There’s still time to get the system running for the reopening of trans-Pacific travel through a pre-arrivals testing program, which isn’t expected to start now until at least Oct.1.

However, Hawaii island Mayor Harry Kim said his county needed an active system once the interisland quarantine went back into effect. That’s why he resurrected the Esri system on Aug. 12, and will run it with the permission of the state Department of Transportation until the the Google system is ready to go.

“We have voiced our concerns repeatedly that the system in terms of knowing where the tourists are and who they are is not really workable,” Kim said. “Without a data collection system, line agents like the police weren’t getting the information until two or three days later.”

Kim said officials must have real-time visitor information to contact trace and enforce emergency orders.

Not every passenger who comes to Hawaii intends to comply with the 14-day quarantine order as evidenced by the 205 quarantine violators that the COVID-19 flight assistance program has helped to send back home since its April 6 start.

Jessica Lani Rich, executive director of the Visitor Aloha Society of Hawaii, which runs the flight assistance program, said she’ll pay returning flights when quarantine violators don’t have the means to leave, but often just assists visitors with flight arrangements rather than providing financial support.
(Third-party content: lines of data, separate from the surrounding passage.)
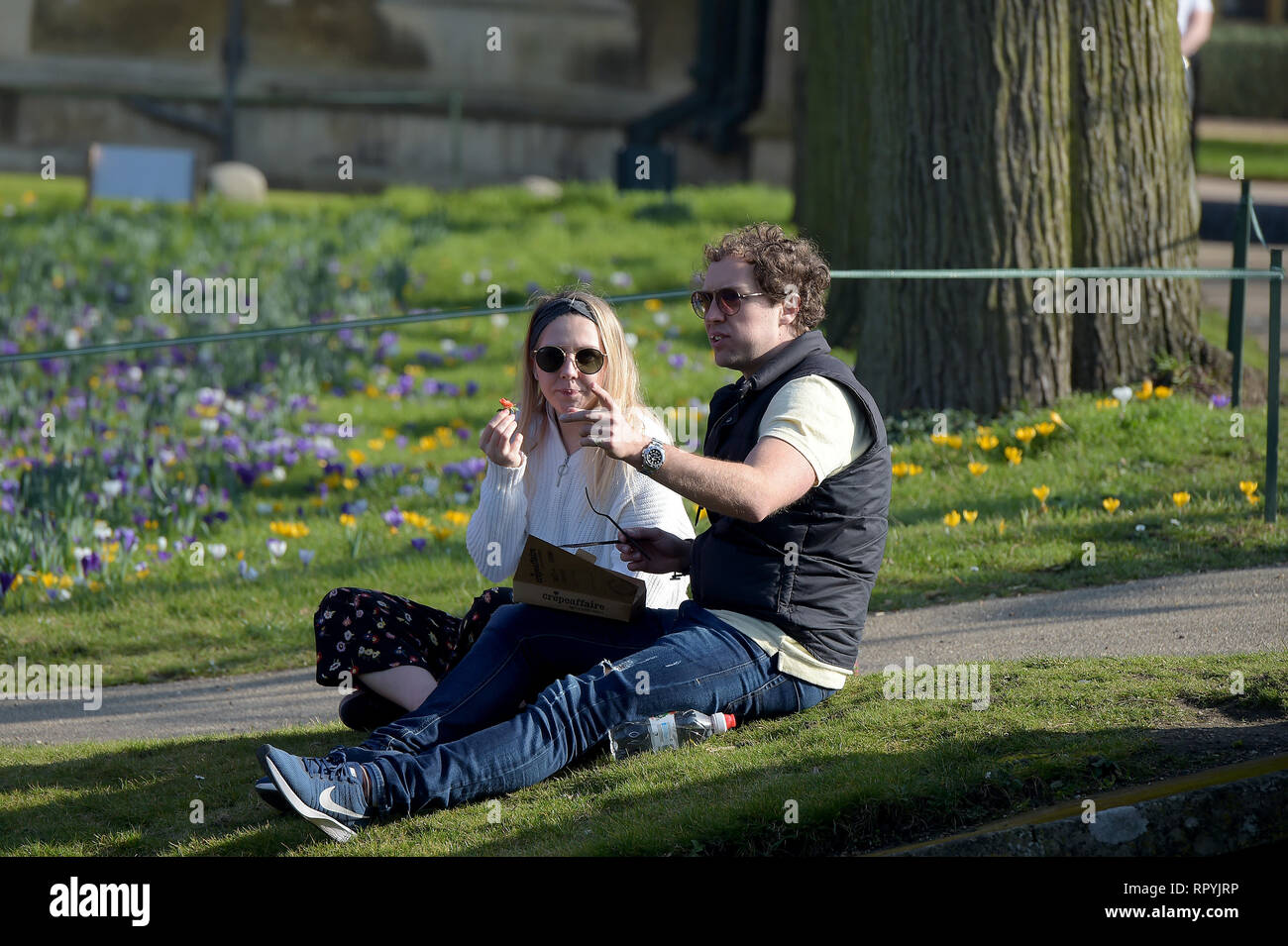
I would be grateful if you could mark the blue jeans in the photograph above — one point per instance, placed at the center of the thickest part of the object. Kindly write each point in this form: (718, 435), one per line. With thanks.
(471, 739)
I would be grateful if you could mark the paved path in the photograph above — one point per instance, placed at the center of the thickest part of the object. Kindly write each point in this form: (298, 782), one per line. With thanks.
(1210, 613)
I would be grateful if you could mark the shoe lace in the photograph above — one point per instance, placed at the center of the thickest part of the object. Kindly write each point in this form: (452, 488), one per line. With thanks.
(334, 771)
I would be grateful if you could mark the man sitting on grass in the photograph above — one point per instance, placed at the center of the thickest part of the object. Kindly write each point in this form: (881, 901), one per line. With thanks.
(797, 481)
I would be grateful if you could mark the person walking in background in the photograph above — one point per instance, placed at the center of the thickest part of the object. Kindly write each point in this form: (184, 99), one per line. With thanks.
(1194, 18)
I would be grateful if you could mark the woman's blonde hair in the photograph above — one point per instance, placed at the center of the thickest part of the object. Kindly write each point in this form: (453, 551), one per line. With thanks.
(618, 376)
“Can you imagine what would have happened if these visitors, some of whom came from places like New York, California and Florida, had been COVID-19 positive and were allowed to circulate in our communities,” Rich said. “If we are on all the same page and are using the same system, I think we’ll be even more effective.”

For now, however, each county is using its own data collection system. Some of the systems are cumbersome and require contractors to scan data into computers well into the night.

The lag and lack of continuity potentially adds to the confusion that Hawaii travelers already are facing. Back in May, travelers could visit the state’s Safe Travels website, where they could digitally submit COVID-19-related travel information.

But the state abruptly removed the website without warning, leaving tourism officials inundated with calls.

Visitors to safetravels.hawaii.gov/ now get this message, “Thank you for checking in on the Safe Travels application. This site is currently in transition. People who are under the 14-day mandatory quarantine will be contacted by the COVID-19 quarantine enforcement task force via follow up calls/texts. People under quarantine are reminded to monitor their health conditions and abide by the quarantine order. If you plan to travel to Hawaii, additional information can be found by visiting hidot.hawaii.gov/coronavirus.”

Caroline Julian-Freitas, senior communications manager for the Office of Enterprise Technology Services, said the change to Google was necessary because the Esri system wasn’t suitable for trans-Pacific travel.

“ETS worked with them to convert the interisland form to use for trans-Pacific travelers and had issues related to performance of the application and insufficient progress in design and development,” Julian-Freitas said in a statement.

Google and SpringML were chosen “because of their ability to quickly develop a responsive and flexible solution that can scale up from the current 2,500 to 3,000 inbound trans-Pacific travelers,” she said.

“This effort is making use of some of the design work done during the Esri contract,” Julian-Freitas said. “Over time, new features and data elements will be added, as necessitated by evolving program requirements.”

Julian-Freitas could not immediately say what Esri had been paid or an estimate of what the state is expected to pay Google at full build-out.

She said if the Esri plan had moved forward, the total contract would have been worth $1.7 million in CARES Act funds.

Esri continues to play a role in the project by providing the platform to collect, aggregate, display and analyze data, she said.